Vaccine for Measles
Prevent measles and talk to your healthcare provider about the measles, mumps, and rubella (MMR) vaccine, especially if planning to travel.
Prevent measles with MMR vaccine
Measles can be prevented with MMR vaccine. The vaccine protects against three diseases: measles, mumps, and rubella.
The vaccine schedule is different if you or your child are traveling internationally. You should follow this schedule instead.
Schedule for MMR vaccine if you’re not traveling
|First Dose||Second Dose|
|Children*||Age 12-15 months||Age 4-6 years|
|Teenagers and adults with no evidence of immunity**||As soon as possible||N/A|
* CDC recommends this schedule for children 12 months and older. Infants 6-11 months and children 12 months and older traveling outside the U.S. should follow another schedule.

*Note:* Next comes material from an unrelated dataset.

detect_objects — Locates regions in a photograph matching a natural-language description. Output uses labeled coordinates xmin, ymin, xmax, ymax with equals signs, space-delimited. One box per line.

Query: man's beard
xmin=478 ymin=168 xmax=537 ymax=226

** Acceptable evidence of immunity against measles includes at least one of the following: written documentation of adequate vaccination, laboratory evidence of immunity, laboratory confirmation of measles, or birth in the United States before 1957.
Check if your child is due for MMR vaccine
If you have children, see if they’re due for MMR vaccine:
- Check your child’s vaccination record,
- Contact their healthcare provider, or
- Visit the immunization scheduler for newborn to 6-year-old children
Related page: Vaccine for Measles – A Parent’s Resource
MMR vaccine is safe and effective
Two doses of MMR vaccine are about 97% effective at preventing measles; one dose is about 93% effective.
There is no link between vaccines and autism
Scientists in the United States and other countries have carefully studied the MMR shot. No studies have found a link between autism and the MMR shot. Learn more
Measles can also be prevented with MMRV vaccine
Children may also get MMRV vaccine, which protects against measles, mumps, rubella, and varicella (chickenpox). This vaccine is only licensed for use in children who are 12 months through 12 years of age.
Paying for the measles vaccine
If you have insurance
Most health insurance plans cover the cost of vaccines. But you may want to check with your health insurance provider before your visit. How to Pay for Vaccines
If you don’t have insurance or your insurance does not cover vaccines for your child
If you have a child and don’t have insurance or if your insurance does not cover vaccines for your child, the Vaccines for Children Program (VFC) may be able to help. This program helps families of eligible children who might not otherwise have access to vaccines. To find out if your child is eligible, visit the VFC website or ask your child’s healthcare provider. You can also contact your state VFC coordinator.
Measles is a serious disease that can lead to complications and death
Measles is a very contagious disease caused by a virus. It spreads through the air when an infected person coughs or sneezes. In fact, the measles virus can stay in the air for up to 2 hours after an infected person was there. So you can get infected by simply being in a room where an infected person once was. It is so contagious that if one person has it, up to 90% of the people close to him or her will also become infected if they are not protected.
Measles starts with fever. Soon after, it causes a cough, runny nose, and red eyes. Then a rash of tiny, red spots breaks out. It starts at the head and spreads to the rest of the body.
Vaccination prevents measles-related complications and death
Before the measles vaccination program started in 1963:
- an estimated 3 to 4 million people got measles each year in the United States;
- of these, approximately 500,000 cases were reported each year to CDC;
- of these, 400 to 500 died, 48,000 were hospitalized, and 1,000 developed encephalitis (brain swelling) from measles.
Since then, widespread use of measles vaccine has led to a greater than 99% reduction in measles cases compared with the pre-vaccine era.